A las afuera de la ciudad, se halla un burdel decadente. Es una casa vieja con la fachada descarapelada y los vidrios empañados. Adentro, las paredes huelen a humedad y en los cuartos se encuentran camas con colchones vencidos, cubiertos por sábanas sucias. En el salón se exhiben mujeres aburridas, hastiadas, incapaces ya de fingir un orgasmo.
Adela, una más entre ellas, no tiene otro lugar a donde ir. Cuando joven, era la más buscada por los hombres. Solía trabajar en varias agencias como escort para atender una fina clientela que buscaba acompañantes para asistir a eventos especiales como cenas o fiestas. Los servicios sexuales se pagaban aparte. Era la favorita de sus jefes, destacaba y todavía el futuro parecía distante. Esos años se esfumaron como la última nota de una canción olvidada.
Sobre su piel están presentes, las marcas imborrables de una mísera vida: violaciones, abusos, golpes y un tatuaje por cada aborto.
Su belleza quedó atrás, consumida por las drogas y el alcohol que también, con el tiempo, robaron su voluntad y sus sueños. Cuando se mira desnuda frente al espejo, no se puede reconocer. No recuerda el momento en el que se convirtió en una puta vieja y su cuerpo, antes tan deseado, en algo marchito.
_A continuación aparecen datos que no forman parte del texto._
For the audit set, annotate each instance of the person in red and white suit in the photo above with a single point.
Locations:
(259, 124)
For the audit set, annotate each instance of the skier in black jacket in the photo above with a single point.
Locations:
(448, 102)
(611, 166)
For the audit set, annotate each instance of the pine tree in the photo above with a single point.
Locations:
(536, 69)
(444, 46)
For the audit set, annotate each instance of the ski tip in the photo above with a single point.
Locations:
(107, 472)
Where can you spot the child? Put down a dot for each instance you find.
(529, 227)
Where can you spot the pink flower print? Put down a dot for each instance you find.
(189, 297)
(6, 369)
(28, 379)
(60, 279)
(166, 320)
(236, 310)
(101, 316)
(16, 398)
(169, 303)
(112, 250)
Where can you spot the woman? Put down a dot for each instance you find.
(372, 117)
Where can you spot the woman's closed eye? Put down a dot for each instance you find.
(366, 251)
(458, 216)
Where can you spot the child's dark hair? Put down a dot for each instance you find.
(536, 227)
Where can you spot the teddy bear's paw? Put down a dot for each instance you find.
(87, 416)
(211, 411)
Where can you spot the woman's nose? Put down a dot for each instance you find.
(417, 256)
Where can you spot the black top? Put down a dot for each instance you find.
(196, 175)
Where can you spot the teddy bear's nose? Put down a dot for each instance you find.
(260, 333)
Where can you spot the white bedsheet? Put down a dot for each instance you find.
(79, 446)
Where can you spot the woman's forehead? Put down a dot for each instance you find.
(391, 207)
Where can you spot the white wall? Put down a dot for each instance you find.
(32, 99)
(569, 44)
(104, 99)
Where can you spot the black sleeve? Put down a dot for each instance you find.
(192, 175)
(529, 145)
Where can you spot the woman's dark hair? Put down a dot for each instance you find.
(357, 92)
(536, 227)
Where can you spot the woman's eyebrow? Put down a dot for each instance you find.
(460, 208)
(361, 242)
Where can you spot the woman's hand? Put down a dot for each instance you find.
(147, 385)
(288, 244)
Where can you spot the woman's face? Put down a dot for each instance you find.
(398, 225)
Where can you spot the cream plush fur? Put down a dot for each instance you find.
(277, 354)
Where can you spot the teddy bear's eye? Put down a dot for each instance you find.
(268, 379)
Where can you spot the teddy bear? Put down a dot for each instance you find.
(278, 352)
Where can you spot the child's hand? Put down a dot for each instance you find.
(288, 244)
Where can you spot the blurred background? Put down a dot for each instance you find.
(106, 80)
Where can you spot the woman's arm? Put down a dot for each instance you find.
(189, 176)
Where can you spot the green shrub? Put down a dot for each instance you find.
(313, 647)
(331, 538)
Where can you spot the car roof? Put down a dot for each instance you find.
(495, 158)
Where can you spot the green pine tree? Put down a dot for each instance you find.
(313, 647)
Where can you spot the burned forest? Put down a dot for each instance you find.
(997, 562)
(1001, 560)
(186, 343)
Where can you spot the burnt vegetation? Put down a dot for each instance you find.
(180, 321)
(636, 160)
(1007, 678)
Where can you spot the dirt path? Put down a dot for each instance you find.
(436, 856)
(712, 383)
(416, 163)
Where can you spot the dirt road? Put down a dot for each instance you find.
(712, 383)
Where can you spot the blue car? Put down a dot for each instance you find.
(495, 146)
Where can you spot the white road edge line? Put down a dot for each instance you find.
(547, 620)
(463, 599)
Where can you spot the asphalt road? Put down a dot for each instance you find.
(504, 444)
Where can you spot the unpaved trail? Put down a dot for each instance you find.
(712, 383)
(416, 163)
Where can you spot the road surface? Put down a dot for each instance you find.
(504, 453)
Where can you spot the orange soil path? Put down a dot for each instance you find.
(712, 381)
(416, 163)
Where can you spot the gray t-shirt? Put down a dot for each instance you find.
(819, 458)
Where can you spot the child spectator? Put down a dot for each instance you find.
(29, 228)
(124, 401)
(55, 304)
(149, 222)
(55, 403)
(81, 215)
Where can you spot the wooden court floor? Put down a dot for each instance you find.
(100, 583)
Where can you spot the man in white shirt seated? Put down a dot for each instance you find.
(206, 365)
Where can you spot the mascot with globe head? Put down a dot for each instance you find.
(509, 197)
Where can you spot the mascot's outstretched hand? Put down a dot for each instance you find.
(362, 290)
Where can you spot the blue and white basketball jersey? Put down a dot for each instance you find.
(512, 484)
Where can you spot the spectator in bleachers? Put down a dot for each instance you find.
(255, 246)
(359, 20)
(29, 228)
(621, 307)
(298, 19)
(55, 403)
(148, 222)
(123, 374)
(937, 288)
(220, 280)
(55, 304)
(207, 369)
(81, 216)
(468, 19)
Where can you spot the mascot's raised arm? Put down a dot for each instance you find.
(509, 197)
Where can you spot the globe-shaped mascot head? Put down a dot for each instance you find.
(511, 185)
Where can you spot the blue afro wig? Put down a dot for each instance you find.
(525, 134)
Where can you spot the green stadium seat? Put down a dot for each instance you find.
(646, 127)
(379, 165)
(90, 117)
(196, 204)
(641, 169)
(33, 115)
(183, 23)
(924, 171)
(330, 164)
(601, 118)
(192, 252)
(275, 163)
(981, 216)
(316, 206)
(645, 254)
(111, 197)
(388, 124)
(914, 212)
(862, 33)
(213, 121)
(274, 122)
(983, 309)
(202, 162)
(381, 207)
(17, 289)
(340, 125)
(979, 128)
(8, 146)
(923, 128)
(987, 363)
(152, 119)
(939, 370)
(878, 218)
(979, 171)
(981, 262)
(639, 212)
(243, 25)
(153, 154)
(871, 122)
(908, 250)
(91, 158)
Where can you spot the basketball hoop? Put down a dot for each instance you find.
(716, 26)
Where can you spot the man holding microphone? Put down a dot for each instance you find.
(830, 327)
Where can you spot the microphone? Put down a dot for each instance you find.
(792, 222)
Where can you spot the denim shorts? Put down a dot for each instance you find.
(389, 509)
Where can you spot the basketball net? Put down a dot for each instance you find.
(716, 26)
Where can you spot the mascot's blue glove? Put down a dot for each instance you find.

Una noche calurosa, sentada sobre el alféizar de la ventana, Adela se siente agotada de lidiar con borrachos. Observa el cielo oscuro que cambia sin advertencia. Con extrañeza, ve cómo el crepúsculo se cubre con un inusual manto escarlata. Una lluvia repentina cae con fuerza, pero no es una lluvia cualquier, es roja y tiñe el mundo con su tonalidad única. Cada gota lleva consigo un resplandor carmesí que golpea con intensidad.
La lluvia la llama, repite su nombre. Adela. Sin poder resistir, la mujer sale de la casa con los brazos en alto y el rostro hacia el cielo.
La tormenta la envuelve y su cuerpo se cubre con un brillo granate, como si el temporal la impregnara con su esencia de fuego. Adela se tiñe de rojo y lo disfruta. Sin embargo, el gozo dura poco. Comienza a sentir un dolor sin precedentes. La lluvia traspasa su piel como si estuviera formada por miles de agujas, llegando a lo más profundo de su alma, al tiempo que devasta carne y huesos. La agonía la vence y termina por desplomarse en el suelo. Una expresión de angustia desfigura su rostro y un grito queda ahogado en su garganta.
Una fuerza desconocida, oculta en la lluvia, la penetra y, una vez dentro de ella, comienza a quemar sus impurezas; desgarra de raíz sus pecados, así como las malas decisiones que la llevaron a este punto muerto de su vida. La lluvia roja logra cerrar las heridas abiertas y borrar las cicatrices ocultas. Se convierte en una fuente purificadora que va más allá de lo material… limpia su espíritu.
Adela se disuelve bajo la lluvia. Cada gota que la atraviesa, como un fuego que nunca se apaga, la aniquila.
Entonces, la lluvia cesa. Sobre el pavimento mojado, sólo quedan apiladas cenizas grisáceas. De entre ellas, como el ave Fénix, emerge una nueva criatura que se ha perdonado a sí misma. Adela nace de nuevo.